2020-03187 - PhD Position F/M Dynamic pan-genome graphs
Le descriptif de l’offre ci-dessous est en Anglais

Type de contrat : CDD

Niveau de diplôme exigé : Bac + 5 ou équivalent

Fonction : Doctorant

A propos du centre ou de la direction fonctionnelle

The Inria Rennes - Bretagne Atlantique Centre is one of Inria's eight centres and has more than thirty research teams. The Inria Center is a major and recognized player in the field of digital sciences. It is at the heart of a rich R&D and innovation ecosystem: highly innovative PMEs, large industrial groups, competitiveness clusters, research and higher education players, laboratories of excellence, technological research institute, etc.

Contexte et atouts du poste

Alpaca project presentation

 

Funded by the European Commission through the Horizon 2020 Marie Sklodowska-Curie ITN Programme, the ALPACA network offers a high level fellowship for joint research on new data structures, algorithms and statistical / machine learning approaches to store, arrange, process and analyze millions of individual genomes and genetic profiles.
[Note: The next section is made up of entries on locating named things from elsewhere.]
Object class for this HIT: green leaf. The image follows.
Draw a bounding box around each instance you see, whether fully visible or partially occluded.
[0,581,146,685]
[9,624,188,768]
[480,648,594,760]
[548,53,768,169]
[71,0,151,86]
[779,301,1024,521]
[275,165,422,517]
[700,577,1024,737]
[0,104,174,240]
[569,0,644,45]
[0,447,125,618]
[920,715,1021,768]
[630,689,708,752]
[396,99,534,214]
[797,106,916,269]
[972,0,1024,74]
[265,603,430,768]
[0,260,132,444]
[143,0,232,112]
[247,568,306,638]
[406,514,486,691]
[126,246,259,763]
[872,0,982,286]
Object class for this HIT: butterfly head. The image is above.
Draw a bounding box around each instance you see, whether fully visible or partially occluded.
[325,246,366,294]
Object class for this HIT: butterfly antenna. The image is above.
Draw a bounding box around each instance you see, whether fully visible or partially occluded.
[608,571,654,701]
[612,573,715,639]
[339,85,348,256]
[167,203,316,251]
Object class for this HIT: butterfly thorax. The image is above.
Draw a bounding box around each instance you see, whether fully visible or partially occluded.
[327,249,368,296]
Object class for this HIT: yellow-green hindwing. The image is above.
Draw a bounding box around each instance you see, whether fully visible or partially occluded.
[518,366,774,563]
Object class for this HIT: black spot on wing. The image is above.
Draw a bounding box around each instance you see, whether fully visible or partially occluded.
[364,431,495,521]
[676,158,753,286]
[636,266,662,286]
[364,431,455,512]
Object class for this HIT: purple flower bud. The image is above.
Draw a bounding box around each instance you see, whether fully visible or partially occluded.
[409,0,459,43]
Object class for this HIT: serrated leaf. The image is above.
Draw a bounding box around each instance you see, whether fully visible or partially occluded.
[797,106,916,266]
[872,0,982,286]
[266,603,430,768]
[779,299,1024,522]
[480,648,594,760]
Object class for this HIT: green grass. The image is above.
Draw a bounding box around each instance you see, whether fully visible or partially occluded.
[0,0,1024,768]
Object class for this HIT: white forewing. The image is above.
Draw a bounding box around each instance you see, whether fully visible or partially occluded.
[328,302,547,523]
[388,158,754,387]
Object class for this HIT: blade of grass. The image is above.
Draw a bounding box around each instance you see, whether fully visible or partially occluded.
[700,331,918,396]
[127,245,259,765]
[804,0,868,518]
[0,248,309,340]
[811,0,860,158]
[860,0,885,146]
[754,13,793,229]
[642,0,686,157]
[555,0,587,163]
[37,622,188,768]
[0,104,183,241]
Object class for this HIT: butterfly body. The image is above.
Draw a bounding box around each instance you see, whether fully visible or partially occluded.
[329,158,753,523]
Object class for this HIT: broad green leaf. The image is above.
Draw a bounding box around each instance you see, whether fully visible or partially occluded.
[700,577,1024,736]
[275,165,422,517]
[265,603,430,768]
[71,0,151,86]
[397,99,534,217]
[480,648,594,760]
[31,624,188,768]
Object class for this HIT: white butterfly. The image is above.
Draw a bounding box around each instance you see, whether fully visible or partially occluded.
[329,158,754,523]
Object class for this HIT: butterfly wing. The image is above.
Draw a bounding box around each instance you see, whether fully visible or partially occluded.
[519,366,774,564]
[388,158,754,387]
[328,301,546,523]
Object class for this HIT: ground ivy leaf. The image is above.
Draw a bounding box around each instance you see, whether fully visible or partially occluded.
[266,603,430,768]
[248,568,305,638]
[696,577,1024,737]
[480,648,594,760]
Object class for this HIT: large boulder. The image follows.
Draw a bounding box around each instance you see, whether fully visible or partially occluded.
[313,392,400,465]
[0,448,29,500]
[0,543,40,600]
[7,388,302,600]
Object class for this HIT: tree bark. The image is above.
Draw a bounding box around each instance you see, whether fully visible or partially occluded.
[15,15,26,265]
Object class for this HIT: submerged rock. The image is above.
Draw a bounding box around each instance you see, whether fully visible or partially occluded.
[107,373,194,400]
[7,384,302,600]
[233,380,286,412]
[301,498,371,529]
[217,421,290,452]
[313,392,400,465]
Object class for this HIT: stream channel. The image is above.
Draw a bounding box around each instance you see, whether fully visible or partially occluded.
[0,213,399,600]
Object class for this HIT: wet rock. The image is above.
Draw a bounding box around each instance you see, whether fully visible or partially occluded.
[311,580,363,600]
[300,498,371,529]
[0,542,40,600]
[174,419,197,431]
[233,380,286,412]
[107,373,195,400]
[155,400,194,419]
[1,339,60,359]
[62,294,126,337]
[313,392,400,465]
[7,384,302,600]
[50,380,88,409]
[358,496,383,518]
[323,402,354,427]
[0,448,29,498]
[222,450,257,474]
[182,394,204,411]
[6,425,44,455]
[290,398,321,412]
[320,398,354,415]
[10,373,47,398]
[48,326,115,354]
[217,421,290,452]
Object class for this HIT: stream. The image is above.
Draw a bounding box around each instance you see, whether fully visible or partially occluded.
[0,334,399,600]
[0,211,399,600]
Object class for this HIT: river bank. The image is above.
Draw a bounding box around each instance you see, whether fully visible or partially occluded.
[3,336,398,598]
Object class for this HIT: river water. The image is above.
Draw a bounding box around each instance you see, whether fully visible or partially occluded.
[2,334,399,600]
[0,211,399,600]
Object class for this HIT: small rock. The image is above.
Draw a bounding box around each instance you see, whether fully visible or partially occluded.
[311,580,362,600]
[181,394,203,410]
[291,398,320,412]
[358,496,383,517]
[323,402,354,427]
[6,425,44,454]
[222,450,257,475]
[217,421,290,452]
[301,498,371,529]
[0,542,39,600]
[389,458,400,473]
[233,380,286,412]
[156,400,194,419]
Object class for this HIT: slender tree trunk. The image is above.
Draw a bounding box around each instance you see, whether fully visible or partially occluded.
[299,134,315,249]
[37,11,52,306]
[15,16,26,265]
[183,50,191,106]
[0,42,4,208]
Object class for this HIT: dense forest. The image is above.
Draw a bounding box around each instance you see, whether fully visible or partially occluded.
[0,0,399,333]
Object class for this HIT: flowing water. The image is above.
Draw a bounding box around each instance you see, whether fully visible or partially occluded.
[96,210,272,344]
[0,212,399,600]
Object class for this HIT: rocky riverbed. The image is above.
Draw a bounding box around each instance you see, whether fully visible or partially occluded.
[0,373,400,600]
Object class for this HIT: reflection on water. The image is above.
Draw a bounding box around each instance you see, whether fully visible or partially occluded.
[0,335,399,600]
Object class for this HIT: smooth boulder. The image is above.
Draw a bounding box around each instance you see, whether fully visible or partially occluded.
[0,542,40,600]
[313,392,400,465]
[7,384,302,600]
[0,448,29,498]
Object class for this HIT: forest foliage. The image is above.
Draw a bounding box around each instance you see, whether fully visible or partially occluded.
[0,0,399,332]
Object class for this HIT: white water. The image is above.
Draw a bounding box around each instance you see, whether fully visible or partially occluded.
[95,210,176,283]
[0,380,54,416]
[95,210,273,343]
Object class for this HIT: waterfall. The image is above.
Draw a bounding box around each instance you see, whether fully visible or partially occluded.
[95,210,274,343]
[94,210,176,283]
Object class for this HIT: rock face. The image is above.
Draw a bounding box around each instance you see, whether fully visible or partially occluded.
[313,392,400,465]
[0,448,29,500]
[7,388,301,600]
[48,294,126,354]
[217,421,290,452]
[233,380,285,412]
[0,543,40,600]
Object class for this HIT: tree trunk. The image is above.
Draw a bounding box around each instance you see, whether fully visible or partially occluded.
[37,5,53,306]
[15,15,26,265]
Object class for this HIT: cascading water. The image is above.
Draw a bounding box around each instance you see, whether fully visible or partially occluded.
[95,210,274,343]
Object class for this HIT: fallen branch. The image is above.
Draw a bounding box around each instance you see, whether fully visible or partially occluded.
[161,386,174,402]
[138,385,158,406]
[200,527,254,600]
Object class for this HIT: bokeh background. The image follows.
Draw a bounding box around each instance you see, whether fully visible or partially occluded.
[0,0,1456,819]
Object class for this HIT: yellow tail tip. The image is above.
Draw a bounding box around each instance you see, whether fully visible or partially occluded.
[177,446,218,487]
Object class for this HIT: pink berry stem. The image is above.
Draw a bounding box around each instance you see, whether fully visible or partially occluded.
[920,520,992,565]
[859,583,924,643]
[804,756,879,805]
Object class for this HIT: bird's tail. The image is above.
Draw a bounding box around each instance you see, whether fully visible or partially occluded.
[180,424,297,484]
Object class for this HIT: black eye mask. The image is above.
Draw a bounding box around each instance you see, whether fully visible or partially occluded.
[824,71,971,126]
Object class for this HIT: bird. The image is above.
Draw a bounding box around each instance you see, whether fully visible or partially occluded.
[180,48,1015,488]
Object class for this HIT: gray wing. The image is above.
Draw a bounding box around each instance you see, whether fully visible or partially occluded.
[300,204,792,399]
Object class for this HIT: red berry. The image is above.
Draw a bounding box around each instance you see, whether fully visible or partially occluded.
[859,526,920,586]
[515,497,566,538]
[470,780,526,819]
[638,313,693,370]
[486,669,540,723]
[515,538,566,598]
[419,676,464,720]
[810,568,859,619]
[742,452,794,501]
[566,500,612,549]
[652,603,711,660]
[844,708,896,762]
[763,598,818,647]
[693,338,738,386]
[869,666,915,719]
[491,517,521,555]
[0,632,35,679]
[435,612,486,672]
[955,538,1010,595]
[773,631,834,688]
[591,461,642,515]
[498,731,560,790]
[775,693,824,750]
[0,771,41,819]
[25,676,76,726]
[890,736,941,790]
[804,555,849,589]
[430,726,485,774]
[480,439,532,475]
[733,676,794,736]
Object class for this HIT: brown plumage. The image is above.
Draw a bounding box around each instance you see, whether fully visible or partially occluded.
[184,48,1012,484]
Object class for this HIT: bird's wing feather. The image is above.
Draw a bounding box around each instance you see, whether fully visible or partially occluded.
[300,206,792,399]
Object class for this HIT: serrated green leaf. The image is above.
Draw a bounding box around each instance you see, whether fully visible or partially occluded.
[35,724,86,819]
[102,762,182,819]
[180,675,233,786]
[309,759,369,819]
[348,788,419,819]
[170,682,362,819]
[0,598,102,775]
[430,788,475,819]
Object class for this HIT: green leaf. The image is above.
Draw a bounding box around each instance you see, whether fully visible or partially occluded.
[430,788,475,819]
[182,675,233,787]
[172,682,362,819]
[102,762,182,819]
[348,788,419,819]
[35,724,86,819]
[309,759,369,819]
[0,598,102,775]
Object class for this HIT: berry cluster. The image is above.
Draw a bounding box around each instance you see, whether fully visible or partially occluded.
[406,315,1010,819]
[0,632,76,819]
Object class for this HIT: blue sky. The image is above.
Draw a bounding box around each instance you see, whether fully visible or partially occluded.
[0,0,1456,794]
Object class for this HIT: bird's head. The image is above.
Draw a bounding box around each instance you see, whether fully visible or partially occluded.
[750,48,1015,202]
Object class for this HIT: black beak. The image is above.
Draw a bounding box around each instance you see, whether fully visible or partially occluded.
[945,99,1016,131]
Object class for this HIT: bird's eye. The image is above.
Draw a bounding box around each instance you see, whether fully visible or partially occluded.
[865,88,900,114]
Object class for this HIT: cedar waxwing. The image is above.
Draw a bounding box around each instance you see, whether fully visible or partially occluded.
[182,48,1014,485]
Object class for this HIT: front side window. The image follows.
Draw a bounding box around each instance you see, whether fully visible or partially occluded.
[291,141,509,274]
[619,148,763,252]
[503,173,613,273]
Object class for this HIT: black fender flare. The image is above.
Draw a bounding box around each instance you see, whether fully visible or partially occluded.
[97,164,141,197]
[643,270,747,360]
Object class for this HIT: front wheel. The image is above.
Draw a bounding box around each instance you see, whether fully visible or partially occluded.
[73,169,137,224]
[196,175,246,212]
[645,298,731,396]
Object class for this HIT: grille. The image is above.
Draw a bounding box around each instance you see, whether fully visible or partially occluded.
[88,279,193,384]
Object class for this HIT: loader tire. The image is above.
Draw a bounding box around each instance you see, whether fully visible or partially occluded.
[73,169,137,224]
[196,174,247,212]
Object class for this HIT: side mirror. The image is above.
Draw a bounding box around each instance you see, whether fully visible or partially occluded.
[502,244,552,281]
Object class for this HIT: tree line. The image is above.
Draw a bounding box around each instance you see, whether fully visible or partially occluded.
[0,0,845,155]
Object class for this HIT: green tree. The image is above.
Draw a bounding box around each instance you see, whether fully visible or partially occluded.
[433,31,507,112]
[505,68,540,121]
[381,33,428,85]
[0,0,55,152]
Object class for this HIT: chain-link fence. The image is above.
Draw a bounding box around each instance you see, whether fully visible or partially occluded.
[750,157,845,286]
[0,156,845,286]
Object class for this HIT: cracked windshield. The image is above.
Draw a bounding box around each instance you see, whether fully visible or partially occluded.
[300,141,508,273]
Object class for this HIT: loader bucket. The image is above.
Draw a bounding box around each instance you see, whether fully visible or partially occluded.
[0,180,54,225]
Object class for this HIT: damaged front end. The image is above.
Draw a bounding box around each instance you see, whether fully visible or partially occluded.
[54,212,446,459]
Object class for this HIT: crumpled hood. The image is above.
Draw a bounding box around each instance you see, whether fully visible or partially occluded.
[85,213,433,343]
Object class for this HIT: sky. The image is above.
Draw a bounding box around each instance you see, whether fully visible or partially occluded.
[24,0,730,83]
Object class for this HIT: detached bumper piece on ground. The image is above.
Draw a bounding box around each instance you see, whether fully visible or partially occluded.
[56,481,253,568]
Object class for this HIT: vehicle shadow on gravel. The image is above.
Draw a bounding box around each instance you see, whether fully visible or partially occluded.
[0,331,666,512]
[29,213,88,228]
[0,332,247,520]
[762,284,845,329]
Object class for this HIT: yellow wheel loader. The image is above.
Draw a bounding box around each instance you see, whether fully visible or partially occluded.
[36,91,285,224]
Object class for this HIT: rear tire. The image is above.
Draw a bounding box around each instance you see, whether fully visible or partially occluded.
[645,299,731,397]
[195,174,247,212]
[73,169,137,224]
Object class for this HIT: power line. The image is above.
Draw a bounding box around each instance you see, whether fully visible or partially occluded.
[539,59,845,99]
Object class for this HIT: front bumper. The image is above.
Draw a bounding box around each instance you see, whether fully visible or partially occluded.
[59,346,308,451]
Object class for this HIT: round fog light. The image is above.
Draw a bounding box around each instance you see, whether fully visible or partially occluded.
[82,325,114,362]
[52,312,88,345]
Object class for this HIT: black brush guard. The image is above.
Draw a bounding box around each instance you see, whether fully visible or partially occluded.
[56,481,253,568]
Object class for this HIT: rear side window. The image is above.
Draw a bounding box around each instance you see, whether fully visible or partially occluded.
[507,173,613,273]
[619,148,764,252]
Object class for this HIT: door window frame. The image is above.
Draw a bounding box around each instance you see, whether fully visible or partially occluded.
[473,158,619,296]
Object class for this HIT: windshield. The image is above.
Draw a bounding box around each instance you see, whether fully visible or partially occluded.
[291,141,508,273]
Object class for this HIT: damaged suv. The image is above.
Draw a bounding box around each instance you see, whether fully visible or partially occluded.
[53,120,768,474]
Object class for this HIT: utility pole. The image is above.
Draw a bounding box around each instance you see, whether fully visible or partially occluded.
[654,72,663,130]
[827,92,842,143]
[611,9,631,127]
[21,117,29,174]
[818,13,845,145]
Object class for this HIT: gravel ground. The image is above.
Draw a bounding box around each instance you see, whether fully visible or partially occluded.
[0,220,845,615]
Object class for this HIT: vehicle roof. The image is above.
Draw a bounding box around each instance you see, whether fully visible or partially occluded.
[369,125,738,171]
The most talented and motivated students will be selected for advanced multidisciplinary research training, preferably starting September / Ocrober 2021 .

Genomes are strings over the letters A,C,G,T, which represent nucleotides, the building blocks of DNA. In view of genome sequence data emerging from ever more and technologically rapidly advancing genome sequencing devices, amounting to exabytes in the meantime, the driving question is:

How can we arrange and analyze these data masses in a computationally / mathematically / statistically appropriate way such that we can redeem the biomedical promises of these data masses, with respect to understanding cancer, rare genetic diseases, and the development, the virulence and resistance patterns of pathogens?

The individual variation that affects evolutionarily related, large collections of genomes (termed pan-genomes) follows patterns that the laws of genetics systematically imply. This explains why graph-based data structures, which focus on highlighting the individual variation, while summarizing redundancies in a compact way, have clear benefits over the naive idea to store genomes as strings.

However, although having proven to hold great promises, research about graph-based data structures that enable to capture (exabytes of) genetic data can be considered to still be in its infancy. The goal of the research conducted in this project is to make substantial progress with respect to the design and development of such graph-based data structures.

 

ABOUT THE PROJECT

The move from sequence- to graph-based pan-genome data structures is unavoidable when seeking to exploit the wealth of genetic data, instead of having devices massively congested. Putting the paradigm shift (from sequences to graphs) in effect requires new ways of thinking about genomes, as well as computer programs and mathematical models that reflect this.

However, developing, maintaining and computationally / statistically exploiting graph-based pan-genomes requires skills that common-day education does not yet provide. The goal of this project is to train a new ‘class’ of researchers / operators / administrators who are able to deal with the (exabyte-scale) masses of genome data in terms of the progressive, graph-based approaches the research of this project deals with.

ESR’s (early-stage researchers = PhD students) will carry out corresponding research at Inria Rennes. To acquire further practical skills, the ESR will also spend time at partner institutions, among which leading industrial players, in the frame of month-long secondments.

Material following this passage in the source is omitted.